For my TV emulation, I wanted to render scanlines nicely and at any resolution. xanalogtv does vertical rescaling by duplicating rows of pixels, which unfortunately makes some scanlines appear wider than others. Blargg's NTSC filters don't do any vertical rescaling at all.
The first thing I tried was a sinc interpolation filter with the kernel scaled such that the scanline only covered 70% of the pixels vertically (essentially modelling the scanlines as long thin rectangles). This worked great except that it was far too slow because of the sinc function's infinite extent (I was doing a multiplication for each combination of horizontal position, vertical position and scanline). So I windowed the kernel with a Lanczos window. I got annoying aliasing effects using less than 3 lobes. With 3 lobes it was still too slow because each pixel was a weighted sum of 3-4 separate scanlines. Also, because of the negative lobes I needed extra headroom which meant I either had to reduce my colour resolution or use more than 8 bits per sample (which would also be slow).

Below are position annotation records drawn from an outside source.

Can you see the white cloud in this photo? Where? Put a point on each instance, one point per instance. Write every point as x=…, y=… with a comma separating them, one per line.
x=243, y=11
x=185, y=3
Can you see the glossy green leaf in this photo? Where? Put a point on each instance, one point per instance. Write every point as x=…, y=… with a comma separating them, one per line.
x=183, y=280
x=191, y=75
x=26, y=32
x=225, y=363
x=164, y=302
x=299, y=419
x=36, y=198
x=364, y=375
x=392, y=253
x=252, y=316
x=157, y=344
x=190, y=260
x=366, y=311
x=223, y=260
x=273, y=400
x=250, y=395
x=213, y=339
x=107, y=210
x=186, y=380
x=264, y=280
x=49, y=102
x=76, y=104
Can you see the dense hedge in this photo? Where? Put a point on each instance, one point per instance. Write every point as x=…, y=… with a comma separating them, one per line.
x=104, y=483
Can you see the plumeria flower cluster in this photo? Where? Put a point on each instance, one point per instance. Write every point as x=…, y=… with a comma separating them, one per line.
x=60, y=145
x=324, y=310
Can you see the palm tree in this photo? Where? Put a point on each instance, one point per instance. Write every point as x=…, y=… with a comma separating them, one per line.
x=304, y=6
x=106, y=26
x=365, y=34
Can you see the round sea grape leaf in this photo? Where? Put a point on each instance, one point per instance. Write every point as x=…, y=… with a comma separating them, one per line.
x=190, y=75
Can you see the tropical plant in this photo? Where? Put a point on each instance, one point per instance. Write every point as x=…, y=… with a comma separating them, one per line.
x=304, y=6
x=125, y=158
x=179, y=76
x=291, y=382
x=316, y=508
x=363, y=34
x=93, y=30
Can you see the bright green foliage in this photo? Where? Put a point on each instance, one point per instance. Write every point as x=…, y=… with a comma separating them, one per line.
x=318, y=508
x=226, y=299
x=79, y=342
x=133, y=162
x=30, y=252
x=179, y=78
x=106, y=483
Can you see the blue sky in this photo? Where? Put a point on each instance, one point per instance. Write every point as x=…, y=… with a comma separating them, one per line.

The next thing I tried was a Gaussian kernel. This has several nice features:
- The Fourier Transform of a Gaussian is also a Gaussian, which is also a better approximation of a scanline than a rectangle (the focussing of the electron beam isn't perfect, so to a first approximation their distribution around the beam center is normal).
- It dies off much more quickly than the sinc function.
The Gaussian kernel also gave a good image, so I kept it.
The next thing I wanted to do was improve the speed. I still had several scanlines contributing to every pixel. However, that doesn't make much physical sense - the scanlines don't really overlap (in fact there is a small gap between them) so I figured I should be able to get away with only using the highest coefficient that applies to each pixel. I tried this and it worked beautifully - no difference in the image at large sizes and it speed the program up by a factor of several. The downside was at small sizes - the image was too dark. This is because the filter was set up so that each pixel would be the average of several scanlines, but if only one scanline is contributing then then the brightness is 1/several. To fix this I just divided all the coefficients by the largest. There's no mathematical justification for this, but it looks fine (apart from the fact that some of the scanlines don't contribute to the picture at all).
If each pixel is only in one scanline, lots more optimizations are possible - for example, one can generate the image progressively, a scanline at a time, which helps keep data in the caches.
Finally, I still needed it to be faster so I moved all the rescaling (vertical and horizontal) to the GPU. I came up with a devishly clever hack to implement the same scanline algorithm on the GPU. No shader is needed - it can be done just using textures and alpha blending. There are two passes - the first draws the actual video data. The second alpha-blends a dark texture over the top for the scanlines. This texture is 1 texel wide and as many texels high as there are pixels vertically.
One other complication is that I wanted the video data texture to be linearly interpolated horizontally and nearest-neighbour interpolated vertically. This was done by drawing this texture on a geometry consisting of a number of horizontal stripes, each of which has the same v-texture-coordinate at its top as at its bottom.